As an ultra 24/7 ex-Catholic, I don't spend a ton of time thinking about Holy Week and Easter. As long as my sister Trish gives me a Peep or two, I'm good.

But a Boston Globe article I saw brought to mind the legend of Dismas, the Good Thief. The Globe story was about a fellow who was busted for drug possession/trafficking after a wannabe car thief discovered cocaine in the trunk of the car he was trying to thieve. The OG article was from January, but things resurfaced when, a couple of weeks ago, there were some follow-on arrests.

The strange sequence of events began on the evening of Jan. 6, when a man notified police that he had found a package of drugs on the side of the road.

But when detectives interviewed the man, he changed his story. According to a police report, he acknowledged that he had found the drugs inside the trunk of a Kia he had broken into.

The car, which police said belongs to Gillespie, was parked at a private commuter parking lot in Hyannis, police said.

The man, whom police did not identify, said he initially planned to steal the car and used a screwdriver to pry open the steering column, but he couldn’t get the car to start, police said.

He opened the trunk to check for valuables and in the tire well found a Target bag containing a duct-taped package that turned out to contain cocaine.

When he realized what it was, he “got scared” and wasn’t sure what to do, so he contacted the police, the report stated.
The owner of the car, Edward Gillespie, 62, of Nantucket, was arrested and charged with trafficking more than 200 grams of cocaine, police in Barnstable said in a statement.
Gillespie was preparing to bring the cocaine from Hyannis to Nantucket when he was arrested on Jan. 8, police said. (Source: Boston Globe)

The bust proved bigger than the initial measly 200 grams.  After a search of Gillespie's home:

In all, police said they seized approximately 1,141 grams of cocaine, 68 grams of amphetamine pills, and approximately $10,000 in cash. 

Like Dismas, the car thief was a criminal. Although death by crucifixion seems a bit harsh for stealing something, there is that "Thou Shall Not Steal" commandment out there. But Dismas had the fortune to be crucified next to Jesus and the two men were said to have struck up a conversation that ended with Christ assuring Dismas that on the day of his death he would be ushered into paradise. 

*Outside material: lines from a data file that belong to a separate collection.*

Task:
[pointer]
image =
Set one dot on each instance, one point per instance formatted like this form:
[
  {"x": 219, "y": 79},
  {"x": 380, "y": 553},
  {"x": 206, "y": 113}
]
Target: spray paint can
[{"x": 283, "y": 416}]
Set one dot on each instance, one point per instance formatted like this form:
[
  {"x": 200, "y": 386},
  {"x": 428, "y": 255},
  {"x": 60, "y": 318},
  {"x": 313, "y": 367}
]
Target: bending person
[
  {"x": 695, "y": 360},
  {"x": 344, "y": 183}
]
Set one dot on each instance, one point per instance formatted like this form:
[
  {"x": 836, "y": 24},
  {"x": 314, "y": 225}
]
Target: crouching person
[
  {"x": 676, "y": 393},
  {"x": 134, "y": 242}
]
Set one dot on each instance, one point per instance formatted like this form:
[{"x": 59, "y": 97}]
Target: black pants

There is no info on the Hyannis car thief's motives for calling the police. (It is doubtful that he struck up a convo with a Christ figure. Not on a January night in a Cape Cod parking lot.) Was he afraid that he would be tied to the drugs through fingerprint evidence or crime-watch cameras? Did he just say to himself "hey, stealing a car and petty theft from a trunk is one thing, but this looks like some serious criming?" And was he at all concerned that the Cape Cod drug lords would figure out who dimed them and come after him? (C.f., snitches get stitches.) Did his good-thief/good citizen conscience outweigh his fear? The car thief's identity was not revealed, but I suspect that bad guys have a way of finding these things out.

Anyway, I hope that the Hyannis Dismas is okay. I hope that he has seen the error of his ways and is on the path of righteousness. This is, after all, the season of redemption, no?

Meanwhile, Happy Easter to all and to all a good night. And please do enjoy biting the head off of a Peep.